When it finally gets cold, at night they move inside and gain all of their juicy weight in the last month. At McEnroe’s Organic Farm these turkeys sleep comfortably in cattle trailers from dusk til dawn to avoid predators and stay safe from any heavy rain.

 

Reservations for the birds start on Labor Day and with a limited amount available you have to be sure to get your order in soon.

 

Erich McEnroe is one of five brothers who decided to heed the calling to the land as Ray McEnroe III raises his replacement — the next generation to run the farm. Erich works alongside his dad on this 1,200-acre organic farm raising livestock of pig, cattle and lamb that are free range and grass fed on 400 acres, as well as chicken and turkeys that are, of course, seasonal.

 

On 75 more acres this family farm produces the most flavorful organic tomato that they also preserve (lucky for us) as organic tomato sauce, juice and salsa you can enjoy all year.

 

Turkeys were Erich’s college project in an animal husbandry class and he has been tending to the flocks for 12 years. He cares for all of the animals every morning and is smiling every time I see him. Life on the farm at McEnroe’s indeed delivers happiness and that’s the good ole fashioned nutrition your body experiences when you eat from their family farm.

 

Thanksgiving is a time when the McEnroe family “all comes home and we give the employees the day off; all the brothers help with the chores at the farm since they live far away and like to be involved. And we play football in the afternoon,” Erich said.

 

Their holiday is an indulgence of chicken liver paté (an heirloom recipe passed down from mom and grandmother Barb), organic turkey and lots of wine. The family prepares food for about 20 people and they eat around 4 p.m. It’s a natural time to celebrate harvest and wind down the season.

 

I’m in. And only have two questions: Am I invited?
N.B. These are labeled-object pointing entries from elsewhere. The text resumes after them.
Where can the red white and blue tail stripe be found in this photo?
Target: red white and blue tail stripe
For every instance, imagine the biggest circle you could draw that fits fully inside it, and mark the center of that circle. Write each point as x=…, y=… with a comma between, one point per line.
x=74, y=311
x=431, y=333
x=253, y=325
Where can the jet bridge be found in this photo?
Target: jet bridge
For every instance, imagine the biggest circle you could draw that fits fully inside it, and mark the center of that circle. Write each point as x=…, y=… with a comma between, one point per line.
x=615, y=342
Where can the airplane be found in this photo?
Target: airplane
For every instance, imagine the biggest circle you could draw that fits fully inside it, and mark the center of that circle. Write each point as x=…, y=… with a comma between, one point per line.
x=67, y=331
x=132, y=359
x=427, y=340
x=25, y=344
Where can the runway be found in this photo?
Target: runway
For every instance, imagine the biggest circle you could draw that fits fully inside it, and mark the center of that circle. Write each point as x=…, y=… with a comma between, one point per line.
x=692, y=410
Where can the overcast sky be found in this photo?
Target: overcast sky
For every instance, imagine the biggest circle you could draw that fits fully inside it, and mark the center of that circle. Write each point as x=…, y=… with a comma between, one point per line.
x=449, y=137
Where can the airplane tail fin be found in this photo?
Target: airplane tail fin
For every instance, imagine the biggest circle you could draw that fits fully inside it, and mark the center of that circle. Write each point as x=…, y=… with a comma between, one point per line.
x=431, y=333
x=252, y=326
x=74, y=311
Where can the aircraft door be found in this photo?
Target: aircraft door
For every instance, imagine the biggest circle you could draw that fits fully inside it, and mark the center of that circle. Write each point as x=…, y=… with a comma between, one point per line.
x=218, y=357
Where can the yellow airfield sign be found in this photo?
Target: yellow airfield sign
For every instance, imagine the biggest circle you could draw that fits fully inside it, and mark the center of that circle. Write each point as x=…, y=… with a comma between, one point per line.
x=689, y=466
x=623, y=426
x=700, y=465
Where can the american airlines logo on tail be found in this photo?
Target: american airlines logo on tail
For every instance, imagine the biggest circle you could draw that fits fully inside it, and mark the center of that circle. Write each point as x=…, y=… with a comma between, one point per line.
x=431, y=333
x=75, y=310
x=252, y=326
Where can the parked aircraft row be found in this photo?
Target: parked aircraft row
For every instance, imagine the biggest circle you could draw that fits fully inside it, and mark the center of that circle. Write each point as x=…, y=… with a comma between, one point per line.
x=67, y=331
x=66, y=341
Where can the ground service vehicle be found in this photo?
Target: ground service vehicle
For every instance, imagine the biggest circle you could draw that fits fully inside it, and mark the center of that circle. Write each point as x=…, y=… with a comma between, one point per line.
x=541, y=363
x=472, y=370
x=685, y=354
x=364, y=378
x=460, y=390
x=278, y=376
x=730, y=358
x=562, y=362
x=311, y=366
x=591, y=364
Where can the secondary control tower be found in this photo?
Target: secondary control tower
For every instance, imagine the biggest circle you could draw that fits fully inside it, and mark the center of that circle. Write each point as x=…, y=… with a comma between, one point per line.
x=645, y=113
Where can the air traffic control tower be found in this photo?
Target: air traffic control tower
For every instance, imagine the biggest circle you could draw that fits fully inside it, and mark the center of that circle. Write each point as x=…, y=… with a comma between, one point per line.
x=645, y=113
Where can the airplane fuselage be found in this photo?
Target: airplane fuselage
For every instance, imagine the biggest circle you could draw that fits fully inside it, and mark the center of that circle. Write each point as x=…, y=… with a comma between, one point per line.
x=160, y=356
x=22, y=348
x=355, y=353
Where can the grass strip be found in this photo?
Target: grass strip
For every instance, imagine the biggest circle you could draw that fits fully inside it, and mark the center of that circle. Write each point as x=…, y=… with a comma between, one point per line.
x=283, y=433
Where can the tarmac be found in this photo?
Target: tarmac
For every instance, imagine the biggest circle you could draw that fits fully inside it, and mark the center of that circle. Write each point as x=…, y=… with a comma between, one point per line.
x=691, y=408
And why wouldn’t everyone buy a local turkey fresh from the McEnroe Organic Farm this Thanksgiving?

 

So get your order in soon for prepared sides and gourmet homemade pies; they even deliver to New York City earlier Thanksgiving week. (Editor’s Note: They are no longer taking turkey orders for the season.)

 

So if you ate today, thank a farmer and on Thanksgiving this year, show your gratitude by shopping local at a family farm like McEnroe Organic Farm. Your family and friends will thank you too. FarmOn!